This week, Sam Reed, Washington”s Secretary of State, certified for the ballot Initiative 1082, which would allow private insurers to offer coverage for workplace injuries. Washington State is one of only four states that does not allow private insurers to offer workers’ compensation coverage (although businesses can self-insure). In short, I-1082 would permit private insurance firms to compete with the current state system.
Proponents of the measure cite Washington’s increasing workers’ comp taxes as one reason to vote for the measure in November.
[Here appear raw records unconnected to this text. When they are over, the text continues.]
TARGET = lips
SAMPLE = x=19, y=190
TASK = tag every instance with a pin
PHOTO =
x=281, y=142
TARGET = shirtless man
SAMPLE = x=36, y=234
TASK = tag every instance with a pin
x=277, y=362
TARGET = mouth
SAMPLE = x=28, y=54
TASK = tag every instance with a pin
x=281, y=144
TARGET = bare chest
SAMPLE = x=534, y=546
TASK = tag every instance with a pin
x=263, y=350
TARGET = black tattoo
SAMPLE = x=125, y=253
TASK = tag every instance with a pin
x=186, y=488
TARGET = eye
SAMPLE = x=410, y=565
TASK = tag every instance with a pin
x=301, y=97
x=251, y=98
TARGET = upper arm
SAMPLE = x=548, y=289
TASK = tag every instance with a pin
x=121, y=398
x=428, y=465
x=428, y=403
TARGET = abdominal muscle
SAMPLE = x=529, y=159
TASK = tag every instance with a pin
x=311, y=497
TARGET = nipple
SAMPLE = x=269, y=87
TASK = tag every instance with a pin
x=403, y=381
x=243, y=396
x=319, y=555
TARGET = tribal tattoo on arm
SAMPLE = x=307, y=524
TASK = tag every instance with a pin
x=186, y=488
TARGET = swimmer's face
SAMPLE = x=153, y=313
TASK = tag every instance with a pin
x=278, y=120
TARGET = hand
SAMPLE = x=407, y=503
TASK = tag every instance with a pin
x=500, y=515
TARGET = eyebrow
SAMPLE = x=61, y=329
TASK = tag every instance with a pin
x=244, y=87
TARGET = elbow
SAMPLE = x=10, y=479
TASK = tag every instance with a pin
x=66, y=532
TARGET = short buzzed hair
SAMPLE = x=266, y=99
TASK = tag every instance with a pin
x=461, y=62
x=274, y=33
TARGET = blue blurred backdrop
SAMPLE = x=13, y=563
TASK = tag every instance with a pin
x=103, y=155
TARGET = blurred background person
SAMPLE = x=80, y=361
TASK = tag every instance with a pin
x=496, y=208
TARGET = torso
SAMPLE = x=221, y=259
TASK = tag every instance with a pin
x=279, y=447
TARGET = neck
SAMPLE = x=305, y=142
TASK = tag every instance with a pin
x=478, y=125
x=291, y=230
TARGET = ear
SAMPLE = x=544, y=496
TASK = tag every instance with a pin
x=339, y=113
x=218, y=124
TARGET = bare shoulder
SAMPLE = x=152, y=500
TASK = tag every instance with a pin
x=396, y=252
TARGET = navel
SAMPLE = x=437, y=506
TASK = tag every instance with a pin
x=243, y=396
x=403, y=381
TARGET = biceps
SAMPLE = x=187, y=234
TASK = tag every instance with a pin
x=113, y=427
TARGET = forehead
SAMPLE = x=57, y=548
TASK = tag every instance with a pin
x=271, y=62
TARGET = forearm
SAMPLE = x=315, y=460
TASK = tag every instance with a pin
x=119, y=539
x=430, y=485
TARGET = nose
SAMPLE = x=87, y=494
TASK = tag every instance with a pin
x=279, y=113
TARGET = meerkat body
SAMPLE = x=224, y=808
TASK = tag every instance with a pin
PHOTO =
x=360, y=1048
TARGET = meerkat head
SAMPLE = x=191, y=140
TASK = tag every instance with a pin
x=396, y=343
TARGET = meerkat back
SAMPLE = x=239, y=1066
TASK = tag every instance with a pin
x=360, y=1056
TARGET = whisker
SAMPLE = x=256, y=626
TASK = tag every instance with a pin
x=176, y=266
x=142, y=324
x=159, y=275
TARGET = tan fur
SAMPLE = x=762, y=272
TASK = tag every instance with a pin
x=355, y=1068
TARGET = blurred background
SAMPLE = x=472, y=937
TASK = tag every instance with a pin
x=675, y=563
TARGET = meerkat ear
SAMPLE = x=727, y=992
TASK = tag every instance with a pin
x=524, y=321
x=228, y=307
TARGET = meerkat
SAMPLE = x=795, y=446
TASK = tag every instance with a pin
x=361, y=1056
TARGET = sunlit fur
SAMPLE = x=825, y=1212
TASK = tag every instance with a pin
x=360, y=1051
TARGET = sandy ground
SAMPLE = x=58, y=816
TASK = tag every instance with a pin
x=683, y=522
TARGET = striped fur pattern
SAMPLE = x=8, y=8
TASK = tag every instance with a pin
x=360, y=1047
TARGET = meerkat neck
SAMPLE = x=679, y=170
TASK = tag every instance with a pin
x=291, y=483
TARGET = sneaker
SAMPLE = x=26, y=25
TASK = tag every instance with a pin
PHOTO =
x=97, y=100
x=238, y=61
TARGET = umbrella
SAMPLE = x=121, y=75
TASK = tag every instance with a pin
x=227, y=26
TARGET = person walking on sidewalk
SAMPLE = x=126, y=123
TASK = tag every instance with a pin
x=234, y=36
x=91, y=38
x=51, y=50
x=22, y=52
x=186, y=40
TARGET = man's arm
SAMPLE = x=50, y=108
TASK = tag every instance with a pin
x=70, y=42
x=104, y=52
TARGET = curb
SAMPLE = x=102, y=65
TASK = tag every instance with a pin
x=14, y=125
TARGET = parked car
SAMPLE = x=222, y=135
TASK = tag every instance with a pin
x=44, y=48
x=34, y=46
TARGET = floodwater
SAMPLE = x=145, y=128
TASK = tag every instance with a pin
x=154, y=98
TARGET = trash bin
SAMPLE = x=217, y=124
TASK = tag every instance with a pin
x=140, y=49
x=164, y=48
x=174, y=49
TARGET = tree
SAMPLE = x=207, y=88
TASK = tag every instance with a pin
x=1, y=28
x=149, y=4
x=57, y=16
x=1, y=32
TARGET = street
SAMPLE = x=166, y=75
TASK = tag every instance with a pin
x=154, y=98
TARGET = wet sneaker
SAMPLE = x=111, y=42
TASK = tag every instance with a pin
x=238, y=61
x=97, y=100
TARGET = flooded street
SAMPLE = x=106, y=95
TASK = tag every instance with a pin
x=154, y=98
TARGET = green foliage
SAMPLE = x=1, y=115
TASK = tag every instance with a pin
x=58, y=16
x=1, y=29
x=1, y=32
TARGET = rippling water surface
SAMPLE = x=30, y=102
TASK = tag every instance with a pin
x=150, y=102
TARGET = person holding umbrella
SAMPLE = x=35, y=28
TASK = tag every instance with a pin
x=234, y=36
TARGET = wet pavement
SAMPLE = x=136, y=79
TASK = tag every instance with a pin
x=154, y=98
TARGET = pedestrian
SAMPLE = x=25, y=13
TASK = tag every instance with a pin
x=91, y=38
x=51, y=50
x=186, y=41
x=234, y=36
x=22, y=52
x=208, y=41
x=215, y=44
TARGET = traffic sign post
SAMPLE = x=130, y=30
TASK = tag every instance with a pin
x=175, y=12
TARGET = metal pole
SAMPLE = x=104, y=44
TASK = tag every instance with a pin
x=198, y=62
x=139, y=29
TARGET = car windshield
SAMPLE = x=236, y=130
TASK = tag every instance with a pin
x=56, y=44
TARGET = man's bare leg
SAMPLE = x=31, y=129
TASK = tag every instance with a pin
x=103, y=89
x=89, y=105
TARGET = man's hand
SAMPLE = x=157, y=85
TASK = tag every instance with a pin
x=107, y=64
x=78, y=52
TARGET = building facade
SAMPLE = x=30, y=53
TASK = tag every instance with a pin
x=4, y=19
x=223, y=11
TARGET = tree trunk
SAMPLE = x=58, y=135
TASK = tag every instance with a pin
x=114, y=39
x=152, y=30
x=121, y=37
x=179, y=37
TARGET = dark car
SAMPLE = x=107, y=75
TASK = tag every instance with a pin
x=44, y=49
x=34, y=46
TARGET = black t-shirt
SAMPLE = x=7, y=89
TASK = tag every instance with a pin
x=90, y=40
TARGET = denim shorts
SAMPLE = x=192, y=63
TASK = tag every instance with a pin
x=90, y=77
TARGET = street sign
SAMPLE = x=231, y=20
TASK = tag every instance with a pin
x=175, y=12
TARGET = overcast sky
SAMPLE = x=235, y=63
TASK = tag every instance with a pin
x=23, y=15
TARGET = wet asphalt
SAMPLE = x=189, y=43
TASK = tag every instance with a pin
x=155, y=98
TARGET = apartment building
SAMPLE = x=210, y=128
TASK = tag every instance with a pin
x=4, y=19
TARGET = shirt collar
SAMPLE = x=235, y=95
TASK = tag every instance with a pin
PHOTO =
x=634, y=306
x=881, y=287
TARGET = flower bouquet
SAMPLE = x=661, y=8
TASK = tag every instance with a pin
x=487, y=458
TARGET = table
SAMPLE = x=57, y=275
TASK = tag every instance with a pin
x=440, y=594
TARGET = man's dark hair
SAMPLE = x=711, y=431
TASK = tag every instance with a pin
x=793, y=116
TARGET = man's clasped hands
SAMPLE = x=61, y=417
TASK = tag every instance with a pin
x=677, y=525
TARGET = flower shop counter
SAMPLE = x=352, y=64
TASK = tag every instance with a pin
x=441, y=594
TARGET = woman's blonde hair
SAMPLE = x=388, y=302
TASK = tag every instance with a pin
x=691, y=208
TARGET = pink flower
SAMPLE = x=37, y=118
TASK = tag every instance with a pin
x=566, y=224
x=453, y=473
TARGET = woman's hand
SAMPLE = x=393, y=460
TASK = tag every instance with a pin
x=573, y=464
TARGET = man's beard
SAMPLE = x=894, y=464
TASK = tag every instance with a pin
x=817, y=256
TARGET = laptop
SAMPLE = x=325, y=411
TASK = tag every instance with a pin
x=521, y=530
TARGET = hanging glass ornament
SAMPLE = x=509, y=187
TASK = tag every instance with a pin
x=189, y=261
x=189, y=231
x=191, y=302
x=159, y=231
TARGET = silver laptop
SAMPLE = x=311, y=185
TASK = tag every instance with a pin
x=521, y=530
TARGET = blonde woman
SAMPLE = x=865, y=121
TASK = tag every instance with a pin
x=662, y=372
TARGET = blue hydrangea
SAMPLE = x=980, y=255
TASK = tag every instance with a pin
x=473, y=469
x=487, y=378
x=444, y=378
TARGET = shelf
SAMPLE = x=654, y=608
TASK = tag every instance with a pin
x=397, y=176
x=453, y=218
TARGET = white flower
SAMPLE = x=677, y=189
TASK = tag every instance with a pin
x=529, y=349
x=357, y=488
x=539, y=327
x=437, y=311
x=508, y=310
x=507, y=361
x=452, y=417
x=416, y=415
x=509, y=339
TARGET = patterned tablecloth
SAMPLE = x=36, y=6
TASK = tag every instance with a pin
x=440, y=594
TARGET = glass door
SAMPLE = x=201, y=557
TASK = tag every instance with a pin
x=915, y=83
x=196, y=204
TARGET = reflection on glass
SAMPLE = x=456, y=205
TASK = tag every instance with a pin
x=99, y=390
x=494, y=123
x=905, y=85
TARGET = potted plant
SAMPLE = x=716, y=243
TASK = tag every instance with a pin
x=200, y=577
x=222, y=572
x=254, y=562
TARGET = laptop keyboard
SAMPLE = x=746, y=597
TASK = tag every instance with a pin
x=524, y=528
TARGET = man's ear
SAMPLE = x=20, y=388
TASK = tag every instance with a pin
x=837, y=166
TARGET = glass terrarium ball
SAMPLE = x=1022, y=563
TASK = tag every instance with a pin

They note that Oregon, a state that permits private insurers to offer workplace injury coverage, has not increased rates in 20 years and employers in that state are experiencing rate decreases in 2010.
Meanwhile, opponents of the measure argue that I-1082 goes too far. Noting that I-1082 “goes much further” than other states, they argue that it would (1) allow insurers to set their own rates without the approval of the Insurance Commissioner, unlike every other line of insurance in Washington, (2) exempt private workers’ comp insurance from all consumer protection laws, including the Insurance Fair Conduct Act, and (3) would eliminate the safety net of the Insurance Guaranty Act to protect workers and employers in the case of fraud or bankruptcy by an insurer.
Arguments between those for and against the measure are sure to escalate before the November vote. One thing is certain, if passed I-1082 would dramatically re-shape workers’ compensation in Washington State.